Evolution of life is an arms race of creative solutions. Evolution’s great advantage (over creative planning and design) is that it has the luxury of a long time to do so because there are no humans dictating deadlines—we humans are goal-driven towards solutions whereas evolution is opportunistic, filling in whatever void happens to come its way. Indeed, our human intelligence is a product of Earth’s evolutionary process—the interaction of a variety of cyclical processes—that took about 4.5 billion years for it to accomplish. It also has the luxury of impeccable feedback (there is no better model of the physical world than the physical world itself).

Our self-awareness—the awareness of ourselves as entities apart from the “whole”—means we are a “species of one”, no longer playing a game of survival at the species level. That self-awareness pressures us to find solutions within the time scale less than the length of our lives.
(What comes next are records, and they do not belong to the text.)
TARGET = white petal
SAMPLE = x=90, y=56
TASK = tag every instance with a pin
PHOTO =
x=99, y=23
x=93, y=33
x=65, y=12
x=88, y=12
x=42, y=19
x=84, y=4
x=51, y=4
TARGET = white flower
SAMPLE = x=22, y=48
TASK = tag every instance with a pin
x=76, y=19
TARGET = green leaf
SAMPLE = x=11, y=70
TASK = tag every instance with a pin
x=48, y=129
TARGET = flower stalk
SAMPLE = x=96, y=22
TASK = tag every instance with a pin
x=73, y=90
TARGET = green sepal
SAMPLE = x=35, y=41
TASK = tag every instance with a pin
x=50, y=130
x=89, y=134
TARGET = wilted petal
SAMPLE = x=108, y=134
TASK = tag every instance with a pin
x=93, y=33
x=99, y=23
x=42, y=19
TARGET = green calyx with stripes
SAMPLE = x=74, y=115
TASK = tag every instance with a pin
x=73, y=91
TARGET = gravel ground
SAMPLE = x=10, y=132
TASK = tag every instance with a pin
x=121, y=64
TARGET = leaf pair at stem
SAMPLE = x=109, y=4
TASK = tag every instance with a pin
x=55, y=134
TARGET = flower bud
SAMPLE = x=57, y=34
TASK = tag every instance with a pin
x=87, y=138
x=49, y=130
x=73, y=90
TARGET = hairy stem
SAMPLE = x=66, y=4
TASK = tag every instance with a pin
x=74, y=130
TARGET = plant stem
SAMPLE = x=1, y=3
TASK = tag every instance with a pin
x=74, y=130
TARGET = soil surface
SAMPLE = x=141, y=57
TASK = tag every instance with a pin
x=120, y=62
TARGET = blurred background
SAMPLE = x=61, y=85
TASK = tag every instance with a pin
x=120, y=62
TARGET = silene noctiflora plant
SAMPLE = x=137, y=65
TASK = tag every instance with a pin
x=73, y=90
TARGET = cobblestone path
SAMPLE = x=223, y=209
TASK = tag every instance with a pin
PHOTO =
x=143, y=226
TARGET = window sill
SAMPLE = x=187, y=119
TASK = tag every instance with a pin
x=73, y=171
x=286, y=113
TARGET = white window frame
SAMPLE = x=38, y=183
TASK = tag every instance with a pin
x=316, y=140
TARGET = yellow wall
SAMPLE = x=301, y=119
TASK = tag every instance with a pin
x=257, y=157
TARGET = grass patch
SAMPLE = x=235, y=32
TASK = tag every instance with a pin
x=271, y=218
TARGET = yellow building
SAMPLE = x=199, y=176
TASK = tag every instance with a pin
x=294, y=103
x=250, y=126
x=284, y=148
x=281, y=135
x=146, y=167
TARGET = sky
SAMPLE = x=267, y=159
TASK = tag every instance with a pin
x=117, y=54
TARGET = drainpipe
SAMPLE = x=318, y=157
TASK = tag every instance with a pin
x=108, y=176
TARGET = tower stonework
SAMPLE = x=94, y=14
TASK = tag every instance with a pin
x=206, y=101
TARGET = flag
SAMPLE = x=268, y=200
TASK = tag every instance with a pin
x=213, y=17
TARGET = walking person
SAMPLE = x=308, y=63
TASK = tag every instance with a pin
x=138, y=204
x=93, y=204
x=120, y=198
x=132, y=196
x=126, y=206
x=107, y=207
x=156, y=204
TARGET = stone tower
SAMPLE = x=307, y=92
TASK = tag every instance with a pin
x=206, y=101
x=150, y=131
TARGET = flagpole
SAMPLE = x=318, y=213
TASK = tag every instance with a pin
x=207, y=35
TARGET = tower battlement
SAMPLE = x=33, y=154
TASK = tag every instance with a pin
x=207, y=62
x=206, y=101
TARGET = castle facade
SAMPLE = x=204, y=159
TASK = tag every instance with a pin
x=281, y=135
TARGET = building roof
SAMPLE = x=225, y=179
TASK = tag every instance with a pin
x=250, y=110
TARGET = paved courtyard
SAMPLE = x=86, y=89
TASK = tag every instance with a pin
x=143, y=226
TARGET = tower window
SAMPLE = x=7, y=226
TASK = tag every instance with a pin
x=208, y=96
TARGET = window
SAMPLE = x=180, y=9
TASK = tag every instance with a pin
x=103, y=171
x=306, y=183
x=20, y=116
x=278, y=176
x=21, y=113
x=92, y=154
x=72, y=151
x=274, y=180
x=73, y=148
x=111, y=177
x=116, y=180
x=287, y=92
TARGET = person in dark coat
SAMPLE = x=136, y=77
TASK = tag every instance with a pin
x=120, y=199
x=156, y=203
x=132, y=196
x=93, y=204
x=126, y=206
Our shortcut to novel creativity is analogy-inspired innovation, which enables such planning within a short period of time.

2 thoughts on “The Complex Game of Planning

  1. Here is a related YouTube video that popped up on my feed after I posted this blog (because “they” are listening): Procedural Generation in Games – Computerphile

    From my favorite YouTuber, exurb1a, a recently posted video I wasn’t aware of until yesterday, Chess is When You Microdose Infinity. At 7:53 is a great, relevant line: “Great chess players aren’t computers, they are artists. And like great artists, they dance with infinity.

  2. If anything in this blog resonated, you’d like this video, Why Every Idea is a Remix. In this blog, I convey that the source of our ideas started with the bounty of solutions evolution created, which had all the time in the world and the resources of an entire planet; which we observed, reformed, and passed down through thousands of generations of our culture … that’s the main idea, anyway.